The intersection sum may also reveal which identifiers are in the intersection, if the intersection is too small. This could make it easier to guess which combination of identifiers could be in the intersection in order to obtain a particular intersection sum. You should therefore decide on an appropriate “threshold” for intersection size and remove any outliers to mitigate this risk.

Once you agree an intersection size, you could set the computation process to automatically terminate the PSI protocol, if it is likely to result in a number below this. Additionally, halving the size of the intersection, as well as the size of the inputs, could provide additional mitigations.

Re-identification can also happen due to over-analysis. This involves performing multiple intersection operations that may either reveal or remove particular people from the intersection. In other words, this can lead to re-identification through singling out. Rate-limiting can be an effective way of mitigating this risk. You should define this type of technical measure in any data sharing agreement.

Some PSI implementations may not ensure input is checked (ie that parties use real input data as opposed to non-genuine or fictional information). Others may not prevent parties from arbitrarily changing their input after the computation process begins.

This is an issue because it allows a malicious party to reveal information in the intersection they do not actually have mutually in common with the other party. If it is personal information, there is a risk that the malicious party could access sensitive information that may have detrimental effects to people.

You could mitigate this risk by ensuring that the inputs are checked and validated, and independently audited.

If you and other organisations use PSI to match people from your separate databases, you must also maintain referential integrity to ensure each record is matched accurately. Linking across datasets becomes more difficult if the information is held in a variety of formats. There may be a risk that some people are not included or included by mistake. It is possible to reduce the risk of inaccurate matching by a number of techniques, including tokenisation and hashing. For example, if a common identifier is hashed by both parties, then the hashes will only match if the information is an exact match for both parties.

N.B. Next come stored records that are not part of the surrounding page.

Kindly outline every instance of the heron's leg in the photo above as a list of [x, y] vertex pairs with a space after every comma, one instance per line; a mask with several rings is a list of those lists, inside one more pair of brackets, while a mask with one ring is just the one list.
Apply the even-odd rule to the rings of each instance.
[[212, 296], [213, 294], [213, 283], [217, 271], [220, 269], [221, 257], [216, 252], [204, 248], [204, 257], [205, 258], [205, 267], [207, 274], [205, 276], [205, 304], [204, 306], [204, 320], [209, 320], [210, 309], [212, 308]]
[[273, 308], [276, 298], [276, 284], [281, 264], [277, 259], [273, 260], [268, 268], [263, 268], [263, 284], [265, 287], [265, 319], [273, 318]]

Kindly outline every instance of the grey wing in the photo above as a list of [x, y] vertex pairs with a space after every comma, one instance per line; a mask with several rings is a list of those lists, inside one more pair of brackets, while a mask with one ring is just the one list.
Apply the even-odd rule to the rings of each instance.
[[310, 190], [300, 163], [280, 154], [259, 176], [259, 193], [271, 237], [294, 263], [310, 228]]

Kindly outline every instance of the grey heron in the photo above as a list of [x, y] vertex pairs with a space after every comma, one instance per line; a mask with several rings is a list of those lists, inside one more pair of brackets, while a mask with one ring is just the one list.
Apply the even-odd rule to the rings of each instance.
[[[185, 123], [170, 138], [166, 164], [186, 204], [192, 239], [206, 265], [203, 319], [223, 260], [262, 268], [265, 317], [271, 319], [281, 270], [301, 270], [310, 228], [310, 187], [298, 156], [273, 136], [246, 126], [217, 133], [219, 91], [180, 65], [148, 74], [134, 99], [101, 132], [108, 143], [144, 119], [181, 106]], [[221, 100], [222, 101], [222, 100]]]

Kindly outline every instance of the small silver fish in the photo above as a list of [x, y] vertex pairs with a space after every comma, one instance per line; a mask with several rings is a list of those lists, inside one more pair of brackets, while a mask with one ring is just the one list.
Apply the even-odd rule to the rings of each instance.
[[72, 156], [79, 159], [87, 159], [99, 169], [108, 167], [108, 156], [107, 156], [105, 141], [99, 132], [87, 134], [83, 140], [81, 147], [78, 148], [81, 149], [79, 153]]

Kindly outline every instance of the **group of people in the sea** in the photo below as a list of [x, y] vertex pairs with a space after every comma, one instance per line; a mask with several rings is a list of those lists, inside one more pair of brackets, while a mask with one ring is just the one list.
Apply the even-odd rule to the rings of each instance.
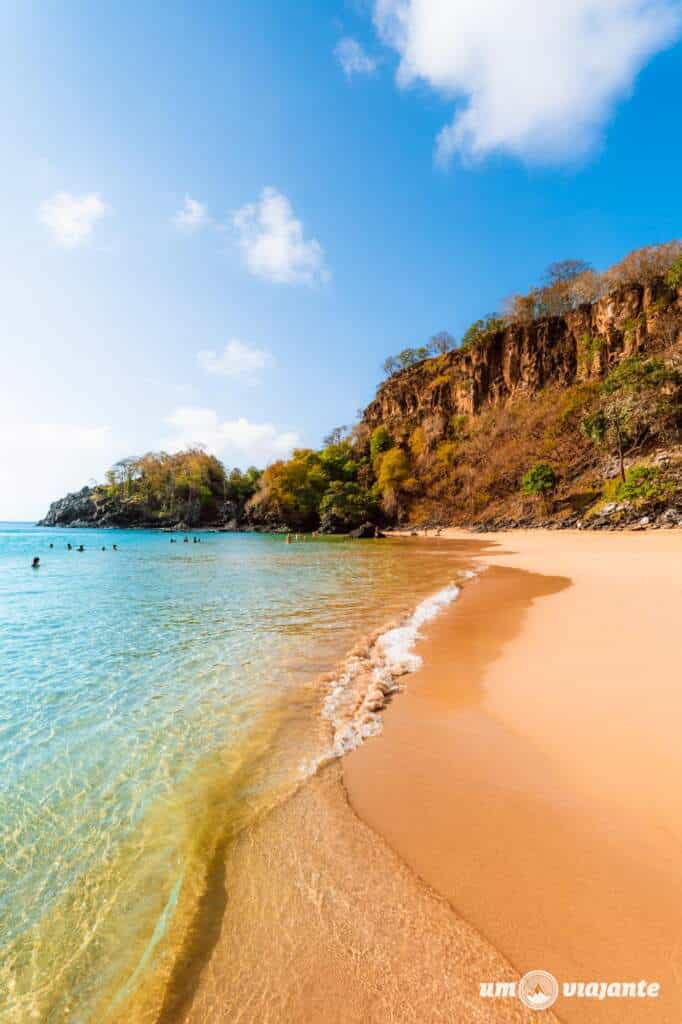
[[[50, 548], [53, 548], [53, 547], [54, 547], [54, 545], [52, 543], [50, 543]], [[67, 542], [67, 551], [74, 551], [74, 550], [76, 550], [76, 551], [85, 551], [85, 545], [79, 544], [78, 547], [76, 549], [74, 549], [73, 544], [71, 544], [71, 542]], [[101, 550], [102, 551], [106, 551], [105, 545], [102, 544]], [[112, 545], [112, 551], [118, 551], [118, 550], [119, 550], [118, 544], [113, 544]], [[34, 556], [34, 559], [31, 562], [31, 568], [32, 569], [39, 569], [40, 568], [40, 558], [38, 557], [38, 555]]]
[[[296, 540], [298, 540], [298, 536], [296, 537]], [[182, 538], [182, 543], [183, 544], [189, 544], [189, 538], [188, 537], [183, 537]], [[202, 543], [201, 537], [193, 537], [191, 543], [193, 544], [201, 544]], [[177, 541], [175, 540], [174, 537], [171, 537], [171, 544], [177, 544]], [[54, 545], [52, 543], [50, 543], [50, 548], [53, 548], [53, 547], [54, 547]], [[67, 543], [67, 551], [73, 551], [73, 550], [74, 550], [73, 544]], [[102, 544], [101, 550], [102, 551], [106, 551], [106, 546]], [[113, 544], [112, 545], [112, 551], [118, 551], [118, 550], [119, 550], [118, 544]], [[76, 551], [85, 551], [84, 545], [79, 544], [78, 547], [76, 548]], [[38, 557], [38, 555], [36, 555], [35, 558], [33, 559], [33, 562], [31, 563], [31, 568], [32, 569], [39, 569], [40, 568], [40, 558]]]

Your choice of using a third party will depend on whether it is likely to reduce the risk in comparison to using a two-party protocol. When performing a DPIA, you should document the risks and choose the most suitable option for mitigating the risks for your circumstances. If you are using a third party for the computation or storage of sets, you must ensure appropriate technical and organisational measures are in place to mitigate the risk of any personal information being compromised.